Later in the month, I was desperate to get the fourteen year old out.  I finally dictated the end to BJ in a session just to finish it…

* * * * * * *

(1972)

“I had nothing else to do.”

“I figured out that I could make myself bleed by picking on an old would.”  (A scrape that I had purposefully made on a cement wall the day before.)

“The blood dripped down my arm.”

“I entertained myself by making patterns of blood on my arm…on the wall….on the door.”

“Then, I waited a long time.”

(My recount to BJ was punctuated by shaking as I relived the memory.)

“The hall got quiet.”

“A long time after the girls had gone to bed, I banged on the door a couple of times, and no one came.”  (I realized that the staff shift change had occurred.)

“Then, I yelled something.  (I don’t know what.)”

“After awhile, I heard someone stir in the office.  Then, Margie came and unlocked the door.  (Margie was my favorite dayshift counselor.  I was relieved to not have Bolton.)”

“Margie marveled at me patterns on the wall and let me out.  She took me in the office to clean up my arm.”  (Margie was a nurse.)

* * * * * * *

On the way to the clinic, Margie told me that she’d forgotten all about me and then had heard some noises and investigated.  Inside, I took little comfort in my safety at Western.

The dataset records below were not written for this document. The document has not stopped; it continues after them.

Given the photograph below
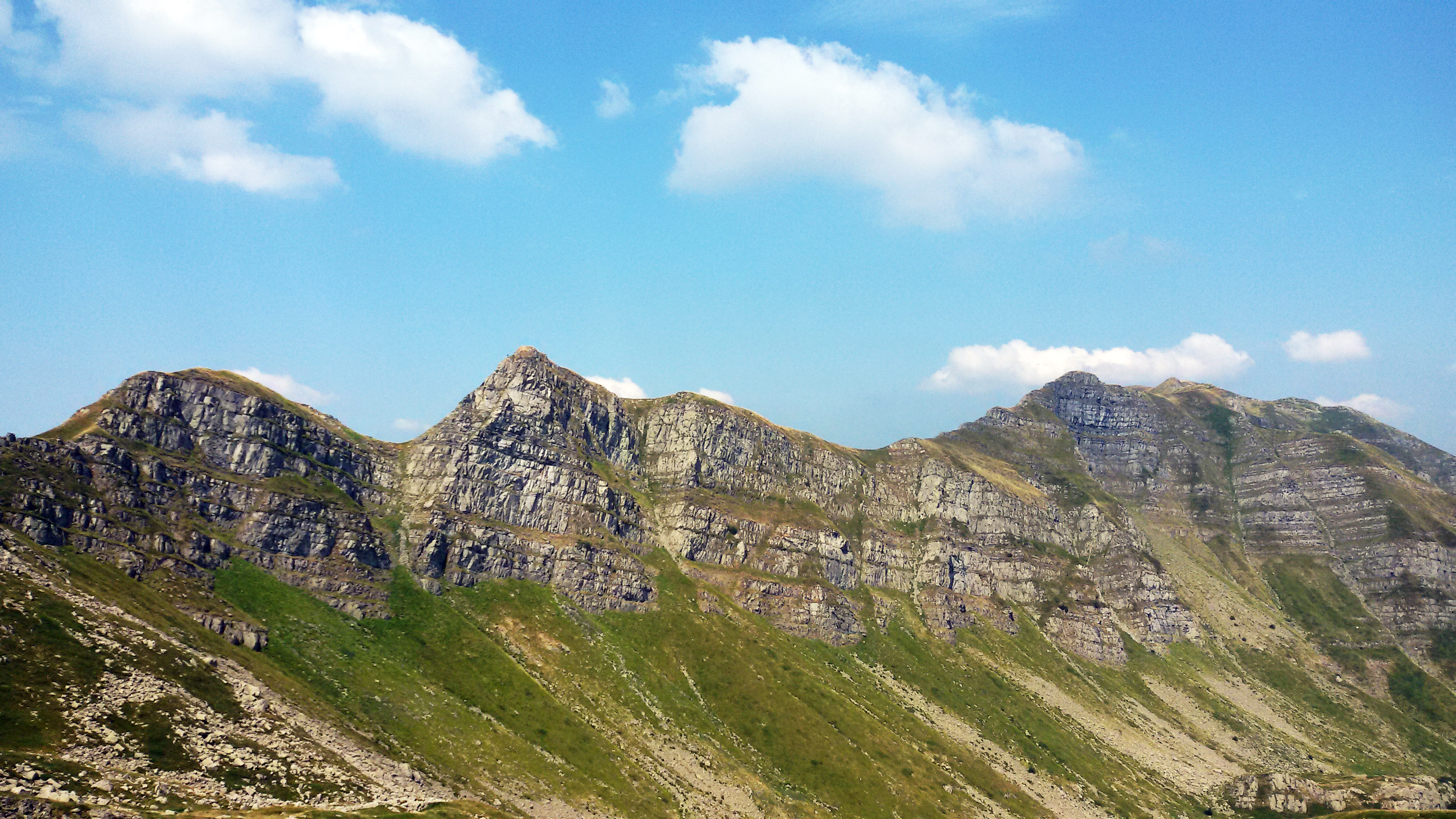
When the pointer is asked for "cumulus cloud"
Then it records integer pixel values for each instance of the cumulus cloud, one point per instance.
(418, 89)
(410, 85)
(820, 111)
(979, 366)
(615, 101)
(203, 149)
(1371, 404)
(286, 387)
(1327, 347)
(624, 388)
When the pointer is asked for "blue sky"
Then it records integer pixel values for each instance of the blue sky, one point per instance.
(842, 213)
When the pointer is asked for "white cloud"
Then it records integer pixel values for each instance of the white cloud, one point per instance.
(1120, 247)
(410, 85)
(206, 149)
(1371, 404)
(716, 395)
(418, 89)
(931, 17)
(624, 388)
(819, 111)
(615, 101)
(1327, 347)
(286, 387)
(1197, 358)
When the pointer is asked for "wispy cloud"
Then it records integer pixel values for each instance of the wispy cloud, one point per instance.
(822, 111)
(203, 149)
(286, 387)
(615, 101)
(1123, 247)
(624, 388)
(980, 366)
(1371, 404)
(1327, 347)
(934, 18)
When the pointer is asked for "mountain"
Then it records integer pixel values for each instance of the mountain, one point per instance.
(1106, 601)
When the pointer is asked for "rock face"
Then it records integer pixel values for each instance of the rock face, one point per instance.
(542, 476)
(1257, 480)
(1228, 551)
(1283, 793)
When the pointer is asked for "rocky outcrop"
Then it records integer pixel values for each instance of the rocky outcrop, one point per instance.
(599, 576)
(236, 632)
(534, 447)
(542, 476)
(945, 612)
(182, 471)
(1285, 793)
(804, 610)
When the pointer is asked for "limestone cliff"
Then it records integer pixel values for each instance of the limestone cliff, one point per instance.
(1130, 569)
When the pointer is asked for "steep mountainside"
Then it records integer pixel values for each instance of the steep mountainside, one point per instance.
(1104, 601)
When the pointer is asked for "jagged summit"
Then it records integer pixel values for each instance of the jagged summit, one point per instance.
(1071, 607)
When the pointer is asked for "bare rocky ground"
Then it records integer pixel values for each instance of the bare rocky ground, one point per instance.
(1238, 605)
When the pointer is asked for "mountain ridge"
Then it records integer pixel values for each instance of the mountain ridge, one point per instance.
(1142, 572)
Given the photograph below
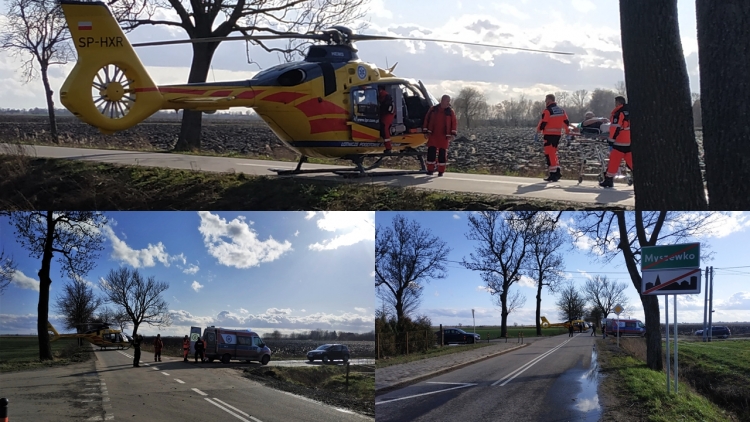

While cleaning up my arm, Margie noticed the bandaid pattern on the old wound.  It was as if I had done such a tacky thing—picking at a scab.  But, I had no words to explain that it was quite an improvement over the needle in my vein.

Margie had me clean up the blood in isolation and sent me to bed.  I slipped gratefully into my own sheets.  I had no concept for how to conclude in my mind all the events that had happened in the evening.  Apparently, I wouldn’t get any help from the staff.  So, I slept on it fearfully—alone inside without even Sasifraz’s commentary.